Let’s Talk Mental Health

By Teresa M. Tierney © 2012

In the share-it-all era of Facebook, it seems we share almost everything. We see posts that range from the trivial—having the world’s best coffee—to the personal—having the best (or worst) day of my life—to what is known as TMI, too much information—if you can imagine it, surely it’s been posted! But does anyone post about mental illness?

With mental illness, we are silent. Only a select few are in the loop. When I told a co-worker my good friend needed to go to the hospital, I deliberately omitted her diagnosis of major depressive disorder. I told myself this is her story to tell, not mine – but deep down I felt she wouldn’t want anyone else to know.

According to the National Institute of Mental Health (www.nimh/nih.gov), one in four Americans will experience a mental disorder this year. With medication and/or psychotherapy, most people can resume productive lives. However, only a third will seek treatment. One factor is America’s cultural stigma over mental health issues.

What if we talked as openly about our mental health as we talk about our physical? Isn’t that how we get things addressed in our lives? When my friend told me she hurt her back and her leg was numb, I told her my husband suffered the same symptoms and now has permanent nerve damage because of the delay in seeing a surgeon. Doesn’t that help my friend get better medical care?

Delayed medical care can cost you your life—or full use of your limbs. Delay addressing mental health issues and you risk a mild case of depression turning into a major depressive episode–or a single anxiety attack turning into full-blown agoraphobia.

When my husband suffered his first panic attack 34 years ago, he had never heard of such a thing. It took a year for him to seek treatment. In the meantime, his panic attacks became full-blown agoraphobia. He couldn’t leave the house and lost his job. If he’d known to seek treatment earlier, the long-term impact may have been minimized. As it is, panic attacks affect his decisions to this day.

How do we overcome this stigma that is so much a part of our society? When we hide our sorrows we close ourselves off from healing. We need to stop whispering and come into the light. If we share what we are dealing with, chances are the person we talk to has dealt with something similar.

God never leaves us alone (see Deuteronomy 31:6). In Matthew 7:7, he promises if we seek, we will find. In Philippians 4:19, he promises to provide all our needs. God places people in our lives who are ready to help, if only we will open ourselves up so they can see our need.
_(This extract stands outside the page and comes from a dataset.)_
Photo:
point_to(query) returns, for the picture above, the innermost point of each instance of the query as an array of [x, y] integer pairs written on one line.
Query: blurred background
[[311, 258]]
If one out of four people experience a mental disorder in a given year that means every American is dealing with it in some way. That’s either you, or me, or my friend, or your neighbor. Maybe you’ve been there and you are the one God wants to help the next person along. By opening up, you make yourself available to be light in a dark world.

Let’s start talking.

Would you start the conversation today by leaving your comments in the box below?

ABOUT THE AUTHOR: Teresa Tierney is a freelance writer, wife, mother of two, grandmother of three.  She blogs atwww.RoadblocksToForgiveness.com You may contact her at T68114@gmail.com


  1. Good article Teresa, Spot on. Silence over these issues doesn't help, yet the fear of judgement is real. If people can realize they are not alone and that there is a safe place, maybe they will open up and find the help they need. I guess it starts with us as individuals being a safe place people can come to for prayer and support. Keep up the good work! Angela D Meyer

    1. Angela, glad you liked the article. Yes, change starts with us an individuals bringing an end to the fear of judgment. Our society judges people on everything--how pretty they are, how skinny or fat, how tall or short, how wealthy or poor. We must learn to look past these superficial things and love people unconditionally.